Haben Sie sich als Störenfried empfunden?
Eigentlich nicht. Wir sind auch immer sehr freundlich auf die Mönche zugegangen.
Warum haben Sie sich auf die Mönche konzentriert, die meist allein in den Klausen leben?
Das war eine bewusste Entscheidung. Es war von Anfang an unser Ziel, alle Klostergemeinschaften abzubilden. Wenn man eine umfassende Geschichte über den Athos machen will, gehört es dazu, die Ikonenmalerei und Gemäldeherstellung zu zeigen. Aber wir haben gesagt: Für uns ist das Entscheidende, die Essenz des Athos. Und die habe ich mehr in den kleinen Gemeinschaften gefunden. Dort ist das wirklich sehr lebendig, dieses innere Ringen eines jeden Mönchs mit sich selbst, mit seinem Egoismus, mit seinen Leidenschaften. Das ist viel präsenter als in einem organisierten großen Kloster.

Peter Bardehle präsentiert „Athos – Im Jenseits dieser Welt“ u. a. im Hamburger Abaton-Kino.
Sie haben kein Interview mit großen Geistlichen geführt?
Nein. Aber den gibt es auch nicht, den großen geistigen Führer. Der Abt des einen Klosters sieht sich als Träger, der des anderen aber auch. Also da wären wir schnell auf eine schiefe Ebene gekommen. Wir sind, wie Saint-Exupéry mal sagte, unserem Herzen gefolgt und haben das, was uns selbst als bedeutsam und wichtig erschien, ins Zentrum gesetzt. Das waren die einfachen, kleinen Mönche, weil die für sich etwas Athos-Symbolisches haben, das ich sofort verstanden habe.
Es gar nur Schwierigkeiten
Was waren für Sie die größten Schwierigkeiten?

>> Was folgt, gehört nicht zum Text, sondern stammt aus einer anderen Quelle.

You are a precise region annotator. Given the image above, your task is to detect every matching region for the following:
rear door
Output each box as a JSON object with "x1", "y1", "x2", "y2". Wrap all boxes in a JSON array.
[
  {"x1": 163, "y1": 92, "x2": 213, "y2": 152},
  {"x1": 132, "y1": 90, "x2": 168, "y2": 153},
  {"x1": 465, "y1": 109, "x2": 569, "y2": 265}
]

Die ganze Zeit beim Drehen gab es eigentlich nur Schwierigkeiten. Das beginnt damit, dass sie sich um 10.00 Uhr zum Dreh mit einem Mönch verabreden und den ganzen Tag da sein wollen. Und nach einer Stunde hat der keine Lust mehr, weil er an seiner Ikone weiter malen will. Er versteht zwar, dass sie drehen wollen, aber es ist ihm egal. Dann bleibt ihnen nichts übrig, als die restlichen sieben Stunden rumzusitzen. Es ist extrem schwierig, sich auf diese Taktung einzulassen. Man muss da ziemlich zurücktreten und sagen: „Okay, das ist halt jetzt so.“
Und was war für Sie die größte Überraschung?
Die größte Überraschung war, dass ich vom Patriarchen in diesem Jahr eine Osterkarte bekommen habe. Dass er auf einen kleinen Protestanten wie mich nicht herabschaut, sondern sich freut, dass jemand so einen Film gemacht hat.
Haben Sie den Film auch den Mönchen präsentiert?
Ja, ich habe ihn den Mönchsgemeinschaften vorgeführt, weil mir das auch wichtig war. Den Mönchen selbst war das aber nicht so wichtig. Einige kamen in den Mönchsgemeinsachten nicht zur Vorführung, weil sie Wichtigeres zu tun hatten: Die arbeiteten lieber im Gemüsegarten oder malten an ihren Ikonen. Also die ticken wirklich anders. Das ist aber auch sehr schön.
Pfarrer Martinos unterstützte das Filmprojekt. Er ist Pfarrer in Regensburg und besuchte bereits über 100 Mal den Athos.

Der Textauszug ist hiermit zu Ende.